DMARC aiuta anche a fare ordine. Costringe l’azienda a sapere quali servizi inviano email e a documentare le fonti autorizzate. Questo è utile per sicurezza, deliverability e continuità delle comunicazioni.
Per aziende che lavorano con clienti e fornitori via email, proteggere il dominio significa proteggere una parte essenziale della relazione commerciale.
Perché il controllo deve diventare periodico
Molti problemi informatici aziendali non compaiono all’improvviso. Si accumulano lentamente: configurazioni non documentate, accessi non revocati, componenti non aggiornati, dati distribuiti in modo disordinato, backup mai provati e procedure affidate alla memoria di poche persone. Quando tutto funziona, questi elementi sembrano secondari. Quando qualcosa si blocca, diventano il motivo per cui il ripristino richiede più tempo.
Un controllo periodico non deve essere complesso. Deve aiutare l’azienda a mantenere visibilità: quali sistemi sono critici, quali accessi sono attivi, quali servizi dipendono da fornitori esterni, quali dati devono essere protetti e quali azioni sono previste in caso di problema. Questa visibilità riduce le decisioni prese in emergenza.
La continuità informatica nasce da questo metodo. Non significa eliminare ogni rischio, ma rendere l’infrastruttura più comprensibile, più gestibile e più coerente con il lavoro quotidiano.

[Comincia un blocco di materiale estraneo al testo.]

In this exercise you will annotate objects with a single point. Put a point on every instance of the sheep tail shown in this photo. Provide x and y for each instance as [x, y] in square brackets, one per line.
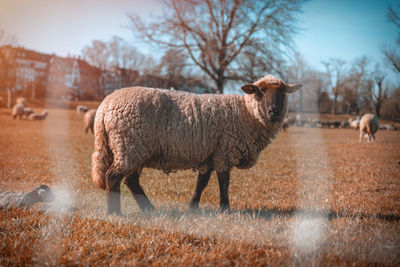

Perché DMARC deve essere introdotto con gradualità
DMARC può essere configurato con livelli diversi di protezione. Una policy di sola osservazione permette di raccogliere dati senza bloccare messaggi. Una policy più restrittiva può mettere in quarantena o rifiutare email che non superano i controlli. Il percorso corretto dipende da quanto l’azienda conosce le proprie fonti di invio.
Molte aziende scoprono durante l’analisi che il dominio viene usato da più servizi di quanto pensassero: newsletter, CRM, gestionale, piattaforma e-commerce, software di ticket, sistemi di fatturazione, strumenti marketing e provider esterni. Se questi servizi non vengono autorizzati correttamente, una policy troppo rigida può bloccare comunicazioni legittime.
Per questo DMARC non dovrebbe essere attivato in modo frettoloso. Va introdotto con monitoraggio, correzione delle fonti legittime e passaggio progressivo verso una protezione più forte.
Come DMARC aiuta anche la deliverability
La protezione del dominio è collegata anche alla consegna delle email. Un dominio usato in modo disordinato, con servizi non autenticati o record DNS incoerenti, può avere più difficoltà a far arrivare le email nella posta in arrivo. Le comunicazioni possono finire in spam o essere respinte.
Per aziende che inviano preventivi, fatture, conferme ordine, newsletter o comunicazioni operative, questo è un problema concreto. Una email non consegnata può ritardare vendite, incassi, assistenza o risposte ai clienti.
DMARC, insieme a SPF e DKIM, contribuisce a rendere più chiara l’identità del mittente. Non garantisce da solo la consegna, ma riduce ambiguità e abuso del dominio. Questo aiuta sia la sicurezza sia l’affidabilità delle comunicazioni.
Il ruolo dei report nella gestione del dominio
I report DMARC aiutano a capire chi invia email usando il dominio. Non sono sempre immediati da leggere, ma forniscono informazioni utili per distinguere fonti autorizzate, configurazioni errate e possibili tentativi di abuso.
Un’azienda che non legge mai i report perde una parte importante del valore di DMARC. Il controllo periodico permette di aggiornare autorizzazioni, individuare servizi dimenticati e correggere problemi prima che diventino blocchi o frodi.
Questo controllo periodico aiuta l’azienda a ridurre interventi urgenti, decisioni improvvisate e rischi operativi difficili da gestire quando il problema è già visibile.